The evidence for olanzapine comes from a large double-blind, randomized, phase 3 study that compared the drug with placebo in patients who received the standard triple-drug antiemetic regimen of an NK1-receptor antagonist, a 5-HT3-receptor antagonist, and dexamethasone.
Last year, trial results were published online in the New England Journal of Medicine. “This drug made a difference, it really did,” lead author, Rudolph M. Navari, MD, PhD, from the Indiana University School of Medicine–South Bend, told Medscape Medical News at that time. “The study was strikingly positive and the drug was tolerable and showed no significant side effects.”
Mark Kris, MD, from Memorial Sloan Kettering Cancer Center in New York City, called the results “amazing” last year in an online commentary. “What is even more amazing is that this drug is sitting in your pharmacy. It literally costs pennies,” said Dr Kris, who is also co-chair of the ASCO expert panel that developed and authored the guideline update.
For olanzapine, the quality of evidence is high and the strength of recommendation is strong, according to the ASCO guideline authors, including the other co-chair, Paul Hesketh, MD, from the Lahey Clinic in Burlington, Massachusetts.
In another key update, the ASCO guideline authors recommend that an NK1 receptor antagonist should be added to the standard antiemetic regimen (the combination of 5-HT3 receptor antagonist and dexamethasone) for adults receiving carboplatin-based chemotherapy or high-dose chemotherapy, and children receiving chemotherapy with a high risk for nausea and vomiting.

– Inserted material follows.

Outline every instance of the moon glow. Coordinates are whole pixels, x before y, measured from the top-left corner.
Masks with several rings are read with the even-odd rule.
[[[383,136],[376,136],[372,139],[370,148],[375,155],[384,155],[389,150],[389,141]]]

NK1 receptor antagonists include aprepitant (Emend, Merck) and casopitant (Rezonic, GlaxoSmithKline) and rolapitant (Varubi, Tesaro).
This recommendation was actually issued last year in an abbreviated update from ASCO and is now included in the new full update.
The quality of evidence for the addition of an NK1 receptor antagonist is high and the strength of recommendation is strong, according to the guideline authors.
In another recommendation, the authors say that clinicians should administer dexamethasone only on day 1 for adults who receive anthracycline and cyclophosphamide chemotherapy.
Medical marijuana is not recommended in the new guidance, for either prevention or treatment of nausea and vomiting in patients with cancer receiving chemotherapy or radiation therapy. The evidence “remains insufficient,” say the authors.
However, the authors point out that ASCO guidance continues to recommend the US Food and Drug Administration–approved cannabinoids dronabinol or nabilone to treat nausea and vomiting that are resistant to standard antiemetic therapies.
The guideline authors are a panel of experts from medical oncology, radiation oncology, nursing, pharmacy, and health services research, as well as a patient representative.
The team conducted a systematic review of the medical literature published between November 2009 and June 2016.
“Tremendous progress has been realized over the last 25 years in the prevention of chemotherapy-induced nausea and vomiting with the introduction of new classes of antiemetic agents,” said Dr Kris in a press statement. “The full benefit of these treatment advances will only be realized, however, if evidence-based guidelines are fully implemented.”
Dr Hesketh has financial ties to UpToDate. Dr Kris has ties to AstraZeneca, ARIAD, Genentech. and Puma Biotechnology. Multiple other authors have financial ties to industry.